Yesterday I was trying to work out my reaction to Vlad's latest speech which seems to have had scant coverage in our media. I had more or less come to a conclusion but then this morning my 'postie' delivered my Spectator and, lo, there was an excellent article by a proper expert on Russian affairs, Anne Applebaum. She suggests that Putin is conducting a series of 'experiments' which began in Georgia when the Russian army went in to occupy several provinces and continued when he decided to annex the Crimea followed by a somewhat disguised annexation of eastern Ukraine.
In my opinion, he is 'playing at soldiers'. He fancies himself as a great Russian emperor who can and will apply armed force to his neighbours in order to achieve his aims. The problem is that whilst he seems to have mastered tactics and has an understanding of the operational, he has very little understanding of the higher levels of statecraft - grand strategy and global geo-strategy. And when it comes to the exceedingly complex subject of global market forces, he hasn't a clue!
He has 'strutted his hour upon the stage' to the gushing delight of the Russian suckers people but, alas, just like him and his regime they have absolutely no idea of market forces and their effects. No reason why they shoud, I suppose, given that they have been virtual prisoners for almost their entire history. Their so-called leaders do not understand market operations any better because virtually none of them have ever tried it. They simply stole and plundered on a grand scale the former state-owned enterprises and from which they then bribed and threatened their way to greater wealth which they promptly syphoned off into various illicit cash havens well away from poor old Mother Russia. Vlad more or less turned a blind eye - provided he and his apparatchiks were paid off - not just with money but with votes at each and every election.
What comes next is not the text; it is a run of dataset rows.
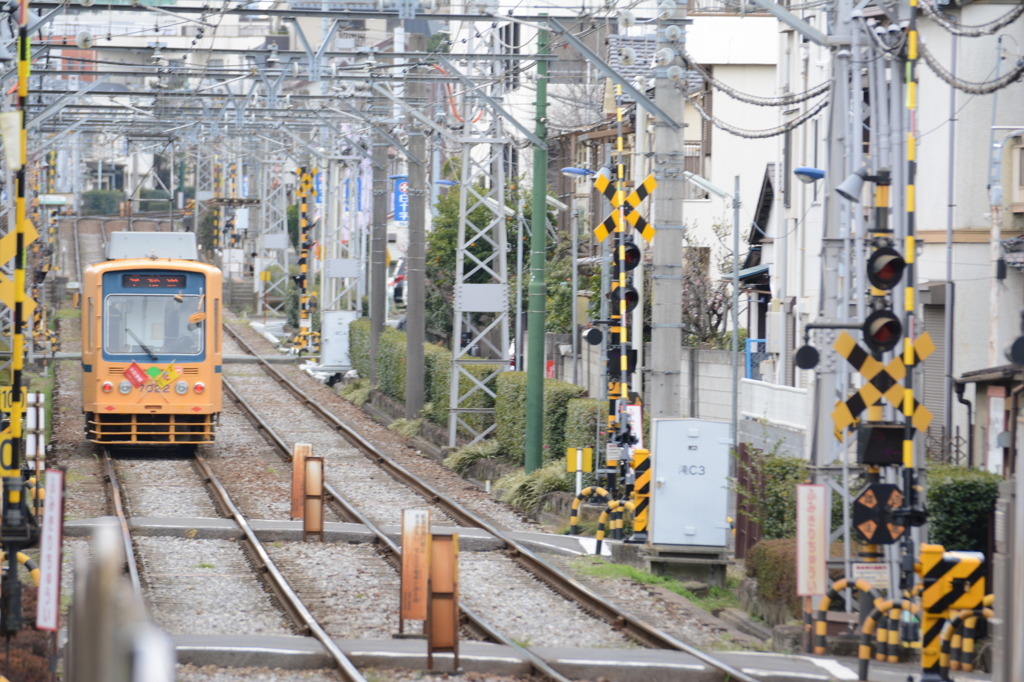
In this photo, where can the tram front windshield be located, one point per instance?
(152, 324)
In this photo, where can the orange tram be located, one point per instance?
(152, 342)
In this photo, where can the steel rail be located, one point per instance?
(276, 580)
(354, 515)
(112, 479)
(558, 581)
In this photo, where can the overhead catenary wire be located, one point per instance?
(972, 31)
(984, 87)
(759, 134)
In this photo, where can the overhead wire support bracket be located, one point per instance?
(491, 101)
(642, 100)
(355, 144)
(802, 27)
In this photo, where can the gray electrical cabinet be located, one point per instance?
(690, 492)
(1003, 576)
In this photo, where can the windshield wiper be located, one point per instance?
(144, 347)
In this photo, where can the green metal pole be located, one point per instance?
(538, 291)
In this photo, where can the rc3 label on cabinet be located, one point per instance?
(690, 496)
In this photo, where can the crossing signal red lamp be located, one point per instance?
(629, 293)
(882, 331)
(885, 267)
(631, 256)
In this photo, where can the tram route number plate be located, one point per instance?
(6, 401)
(877, 574)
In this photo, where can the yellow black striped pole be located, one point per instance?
(216, 209)
(233, 242)
(910, 242)
(641, 465)
(305, 181)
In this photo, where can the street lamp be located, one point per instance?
(573, 172)
(715, 189)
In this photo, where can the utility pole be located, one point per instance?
(416, 274)
(538, 292)
(378, 246)
(667, 314)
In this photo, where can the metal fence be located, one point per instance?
(757, 352)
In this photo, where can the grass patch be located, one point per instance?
(44, 384)
(406, 427)
(715, 601)
(356, 392)
(462, 460)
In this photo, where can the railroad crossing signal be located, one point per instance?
(872, 513)
(882, 381)
(629, 204)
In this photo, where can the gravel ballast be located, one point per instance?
(205, 587)
(366, 485)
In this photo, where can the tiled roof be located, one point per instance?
(640, 71)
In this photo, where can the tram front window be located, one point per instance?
(153, 325)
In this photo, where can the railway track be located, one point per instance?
(525, 558)
(264, 566)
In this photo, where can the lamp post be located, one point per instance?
(576, 173)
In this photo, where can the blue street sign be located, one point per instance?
(401, 199)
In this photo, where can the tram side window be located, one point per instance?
(152, 324)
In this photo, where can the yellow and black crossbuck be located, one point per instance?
(882, 381)
(629, 206)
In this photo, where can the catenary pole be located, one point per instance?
(416, 257)
(538, 293)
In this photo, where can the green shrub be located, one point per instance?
(583, 417)
(151, 206)
(511, 408)
(960, 504)
(524, 491)
(406, 427)
(437, 368)
(773, 562)
(101, 202)
(772, 504)
(462, 460)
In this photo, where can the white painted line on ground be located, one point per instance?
(783, 673)
(834, 668)
(590, 546)
(630, 664)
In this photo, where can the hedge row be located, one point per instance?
(511, 408)
(568, 419)
(961, 502)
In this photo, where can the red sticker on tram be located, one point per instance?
(135, 375)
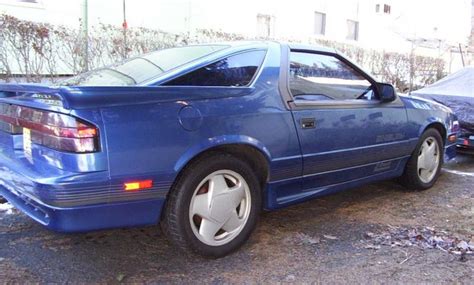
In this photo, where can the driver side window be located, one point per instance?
(324, 77)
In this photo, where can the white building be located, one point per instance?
(427, 27)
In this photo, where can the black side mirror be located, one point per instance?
(387, 92)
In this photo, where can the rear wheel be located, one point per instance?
(213, 207)
(424, 166)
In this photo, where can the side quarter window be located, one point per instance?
(319, 77)
(233, 71)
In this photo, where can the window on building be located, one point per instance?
(319, 23)
(352, 30)
(265, 25)
(237, 70)
(323, 77)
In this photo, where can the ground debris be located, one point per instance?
(330, 237)
(424, 238)
(305, 239)
(6, 208)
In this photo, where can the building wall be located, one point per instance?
(401, 30)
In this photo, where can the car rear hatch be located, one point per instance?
(44, 145)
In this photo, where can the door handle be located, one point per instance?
(308, 123)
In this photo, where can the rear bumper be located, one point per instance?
(73, 201)
(449, 152)
(86, 218)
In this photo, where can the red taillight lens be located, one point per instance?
(50, 129)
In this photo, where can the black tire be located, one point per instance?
(411, 177)
(175, 221)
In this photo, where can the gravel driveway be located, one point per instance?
(378, 233)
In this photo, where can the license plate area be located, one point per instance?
(27, 149)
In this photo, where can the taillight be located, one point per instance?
(455, 127)
(49, 129)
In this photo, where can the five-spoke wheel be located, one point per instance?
(220, 207)
(423, 167)
(214, 206)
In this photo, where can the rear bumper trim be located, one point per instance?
(87, 218)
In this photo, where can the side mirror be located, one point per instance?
(387, 92)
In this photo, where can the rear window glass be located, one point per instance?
(236, 70)
(142, 68)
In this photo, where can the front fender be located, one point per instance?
(213, 142)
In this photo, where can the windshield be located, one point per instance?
(142, 68)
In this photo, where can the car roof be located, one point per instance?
(260, 43)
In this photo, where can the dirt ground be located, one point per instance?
(327, 240)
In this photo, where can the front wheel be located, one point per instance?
(424, 166)
(214, 206)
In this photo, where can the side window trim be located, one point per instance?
(251, 83)
(292, 103)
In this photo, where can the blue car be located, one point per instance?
(202, 138)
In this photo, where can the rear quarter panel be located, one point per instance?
(156, 140)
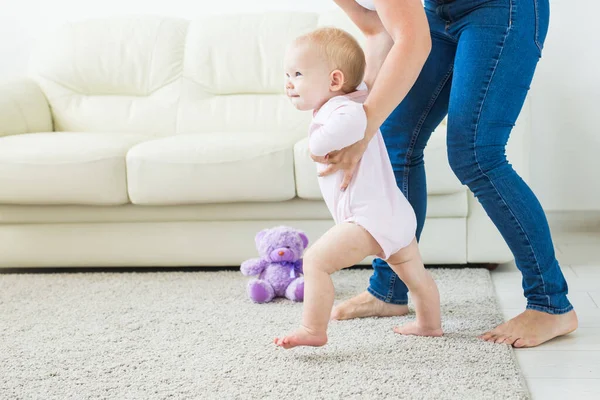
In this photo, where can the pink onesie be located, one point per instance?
(373, 199)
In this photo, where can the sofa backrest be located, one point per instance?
(164, 76)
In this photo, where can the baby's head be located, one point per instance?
(322, 64)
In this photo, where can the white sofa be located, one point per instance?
(148, 141)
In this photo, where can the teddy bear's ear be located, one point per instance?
(304, 238)
(259, 236)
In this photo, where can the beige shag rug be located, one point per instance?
(195, 335)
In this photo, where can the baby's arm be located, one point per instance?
(345, 126)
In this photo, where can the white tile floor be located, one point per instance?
(568, 367)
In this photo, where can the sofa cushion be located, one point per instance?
(440, 178)
(208, 168)
(64, 168)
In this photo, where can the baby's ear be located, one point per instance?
(337, 80)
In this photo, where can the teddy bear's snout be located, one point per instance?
(282, 254)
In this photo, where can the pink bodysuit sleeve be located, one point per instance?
(345, 126)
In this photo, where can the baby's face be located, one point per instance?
(307, 77)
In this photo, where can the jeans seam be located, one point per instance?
(417, 130)
(390, 295)
(537, 25)
(508, 29)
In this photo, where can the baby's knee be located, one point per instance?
(312, 263)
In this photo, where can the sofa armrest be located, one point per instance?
(23, 108)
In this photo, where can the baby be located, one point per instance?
(324, 71)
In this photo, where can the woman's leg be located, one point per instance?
(494, 67)
(406, 133)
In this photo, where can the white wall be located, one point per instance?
(565, 93)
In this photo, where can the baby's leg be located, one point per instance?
(342, 246)
(407, 263)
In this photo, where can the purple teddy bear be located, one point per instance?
(279, 266)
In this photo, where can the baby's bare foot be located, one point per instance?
(532, 328)
(412, 328)
(366, 305)
(302, 337)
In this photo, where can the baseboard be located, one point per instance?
(574, 221)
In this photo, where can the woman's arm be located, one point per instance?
(406, 23)
(378, 40)
(394, 72)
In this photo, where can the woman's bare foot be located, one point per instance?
(412, 328)
(532, 328)
(366, 305)
(302, 337)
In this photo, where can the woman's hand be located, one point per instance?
(345, 159)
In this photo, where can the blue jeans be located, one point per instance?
(482, 61)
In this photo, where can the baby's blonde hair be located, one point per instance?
(342, 51)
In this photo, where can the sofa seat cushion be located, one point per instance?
(210, 168)
(65, 168)
(440, 178)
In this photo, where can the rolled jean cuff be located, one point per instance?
(550, 310)
(385, 299)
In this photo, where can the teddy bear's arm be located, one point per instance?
(298, 266)
(253, 266)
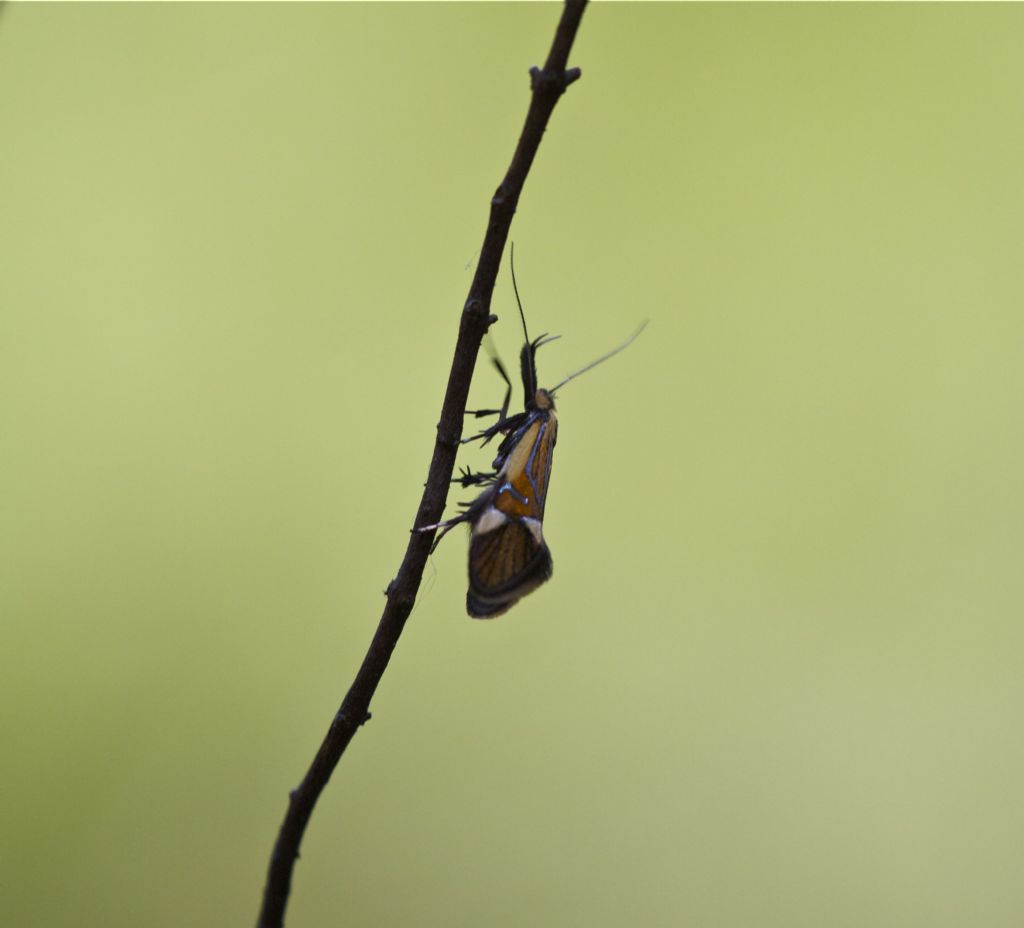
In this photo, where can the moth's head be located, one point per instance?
(543, 399)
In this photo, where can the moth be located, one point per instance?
(508, 556)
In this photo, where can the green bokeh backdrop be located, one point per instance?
(776, 678)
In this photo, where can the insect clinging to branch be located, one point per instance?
(508, 556)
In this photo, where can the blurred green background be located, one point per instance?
(776, 678)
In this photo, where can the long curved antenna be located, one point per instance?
(515, 287)
(602, 359)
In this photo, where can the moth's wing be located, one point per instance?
(505, 563)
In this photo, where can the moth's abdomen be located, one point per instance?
(508, 558)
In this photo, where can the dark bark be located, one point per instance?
(547, 86)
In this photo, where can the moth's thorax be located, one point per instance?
(522, 481)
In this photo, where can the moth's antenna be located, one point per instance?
(515, 287)
(526, 363)
(602, 359)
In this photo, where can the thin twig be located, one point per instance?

When Vlad 'stole' the Crimea - and I should add that in my opinion he had some valid reasons for doing so given the stupidity and arrogance of the Euro-fanatics in Brussels - he might have got away with it because it was obvious at the time that no-one was too keen to slap fierce sanctions on a country as powerful as Russia. But like gamblers everywhere he could not resist pushing his luck, not least because both he and his equally economically illiterate henchmen simply did not undestand the outcome of a serious ratcheting of the sanctions programme which has now taken place. Also, they were hit with a double whammy when the price of oil dropped like a stone to the bottom of their now redundent oil wells:
This week the rouble, which has lost a third of its value in three months, slid by 9 per cent in a single day. A recession is now predicted. Inflation is predicted too, as high as 8 or 9 per cent. A controversial but long-planned pipeline construction has been abruptly cancelled. Major Russian banks are asking for government loans. Russian companies which earn in roubles and borrow in dollars are suddenly in trouble. Capital has been swiftly flowing out of the country, and some banks are rumoured to be limiting withdrawals. There are so many rumours about capital controls that the prime minister, Dmitri Medvedev, has explicitly denied them.
Also, tucked away in a mumbled passage at the end of his speech was a plea from Vlad to his oligarchs to repatriate the cash they have stashed abroad and he promised - no, really, really promised, honest, 'on me muvver's eyes' (oops, sorry, that's East London not East Europe!) that he would instruct his tax authorities to ask no questions. Well, that should go down well with the Russian working class as they face higher taxes and poverty - again!
Russia is an economic basket-case and will remain one for as long as it takes for them to understand free enterprise conducted under the open rule of law - so don't hold your breath! However, it is also an enormously powerful military force - not as powerful as they think they are - but the do have a lot of military muscle. So far they have stepped carefully but sooner or later, I suspect, economic and political pressures from the 'Home Front' might cause Vlad, who is not really very bright, to do something silly - and dangerous!